Friday, December 16, 2011

Merry Christmas!

Merry Christmas Everyone!

Everyone loves Christmas.. except for maybe Ava when she has to get her picture taken with Santa....

We wanted to use this for our xmas card this year but apparently this is poor taste?

Wishing everyone the best this holiday season, we love you!

Allan, Kathleen & Ava

Thursday, November 24, 2011

Macy's Parade

Happy Thanksgiving, everyone!

This morning we went to Diana's cousin's apartment to watch the Macy's Thanksgiving Day parade. The apartment is on the 7th floor overlooking Central Park West, and we had a nice view of the bands and floats and balloons.


You'll all be happy to know that Neil Diamond (not shown) is alive and well, at least well enough to stand on one of the floats from 80th down to 34th St.

Snoopy (also not shown below) was looking particularly worn, from our vantage point, perhaps even more weathered than Neil.

A few pictures:


Margaret with her step-cousin Georgia and (floating behind) Ugly Doll.



Lachlan missed Smurf and Spiderman and a few others due to a minor faceplant stepping out onto the balcony. His noggin was not fit for publishing without an NC-17 rating.

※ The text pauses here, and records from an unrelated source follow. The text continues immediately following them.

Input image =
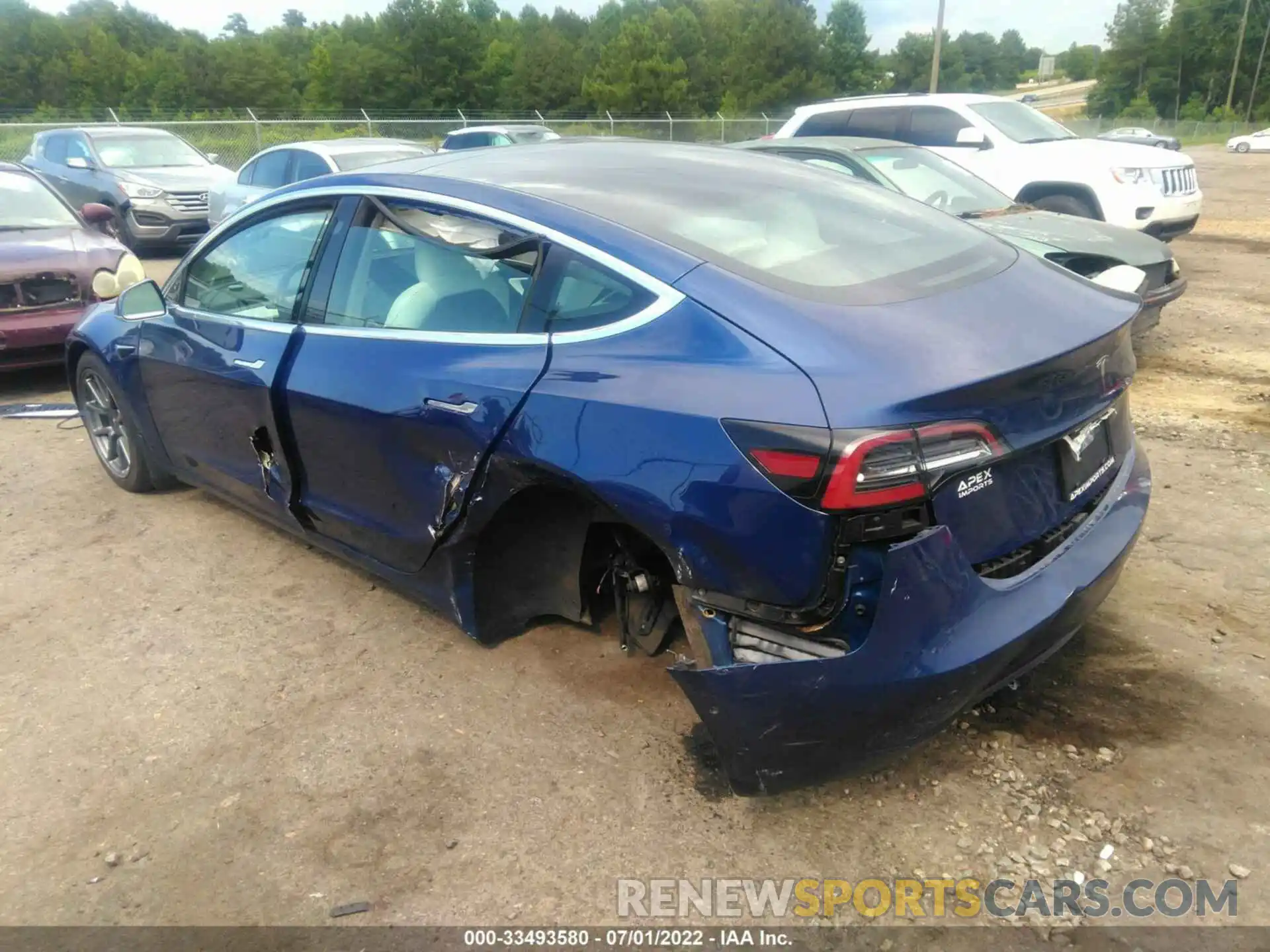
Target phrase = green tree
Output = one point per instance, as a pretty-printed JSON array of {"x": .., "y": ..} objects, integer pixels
[{"x": 850, "y": 65}]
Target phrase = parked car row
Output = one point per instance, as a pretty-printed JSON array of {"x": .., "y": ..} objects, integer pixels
[{"x": 851, "y": 459}]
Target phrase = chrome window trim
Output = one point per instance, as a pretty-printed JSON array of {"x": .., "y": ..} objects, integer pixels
[
  {"x": 247, "y": 323},
  {"x": 665, "y": 298},
  {"x": 436, "y": 337}
]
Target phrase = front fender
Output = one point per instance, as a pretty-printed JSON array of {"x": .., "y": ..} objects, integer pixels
[{"x": 117, "y": 343}]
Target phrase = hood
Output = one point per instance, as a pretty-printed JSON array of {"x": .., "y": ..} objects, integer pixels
[
  {"x": 179, "y": 178},
  {"x": 1044, "y": 233},
  {"x": 1113, "y": 155},
  {"x": 64, "y": 251},
  {"x": 1016, "y": 349}
]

The parade just kept going and going and going...




New Orleans was well represented at the parade this year.





These are southern belles dressed up like candy.

Lachlan's Trip to the Barber




Here is Lachlan at the kid barber, watching Elmo on the tv, driving his car, and wondering which toy he should pick out next (answer: bubble stuff).







Just like I remember from my haircuts when I was a boy.







Sunday, November 6, 2011

River Road House

Hey, it's the same as last time! Look closer, Holmes. Upper roof has shingles, eaves, soffits and finished dormers. No need to climb up there again. Electric service, water and septic all installed. Isn't missing much now, just windows, plumbing, wiring, insulation, appliances, doors, floor-wall-ceiling coverings, hand rails, driveway, siding and TV screen.










Tuesday, September 6, 2011

James' Scottish Vacation

In a moment of weakness this summer, James agreed to go on a family vacation to Scotland.

Here's his story...

James allows himself to be chauffeured everywhere...




















James explores the
Kintyre peninsula...

















James relaxes on the Isle of Mull...











James marvels at the ancient Callenish Stones....
























James shops for Harris tweed...






Thursday, August 11, 2011

Ava Uh Oh




Allan tried to upload this and had problems so now I'm giving it a try because it's so cute we want everyone to see Ava.

Saturday, August 6, 2011

On August 6, 1991 the world changed...



It was 20 years ago today that British physicist Tim Berners-Lee posted a description of a project he called the "World Wide Web" to an online newsgroup, effectively revolutionizing modern life. Working for CERN, the European Organization for Nuclear Research, Berners-Lee invented his service to allow scientists to easily share and access information via the Internet. Although the infrastructure of the "Net" had been growing for years, it was until then a highly technical system known mostly to academics and scientists like Berners-Lee. The World Wide Web, as Berners-Lee conceived it, would use the Net to connect documents with clickable links — or hypertext — and make them searchable.
Under the encouraging headline "Try it," Berners-Lee's post included information on accessing the first Web server and a Web browser prototype, and gave the address — or "coordinates," as he called it then — of an example website he'd created. This Web page — the world's very first — further explained the project he'd nicknamed "W3," explaining how to search the Web and how to build your own page. Academia began using the service first, then industry. In early 1993, Mosaic was released, the first Web-browsing software for PCs and Apple Macintosh computers. Anyone with an Internet connection could now surf — and help create — the Web.
Berners-Lee had written in that first post: "The project started with the philosophy that much academic information should be freely available to anyone." Today the word "much" seems quite an understatement, and "academic" almost laughable. But it is astonishing to be reminded that so much of what's on the Web is "freely available" because Berners-Lee created the Web for free. For his donation, he was named by Time magazine as one of the top 20 thinkers of the 20th century, and was awarded a knighthood in 2004.
Berners-Lee said: "The dream behind the Web is of a common information space in which we communicate by sharing information. Its universality is essential: the fact that a hypertext link can point to anything, be it personal, local or global, be it draft or highly polished."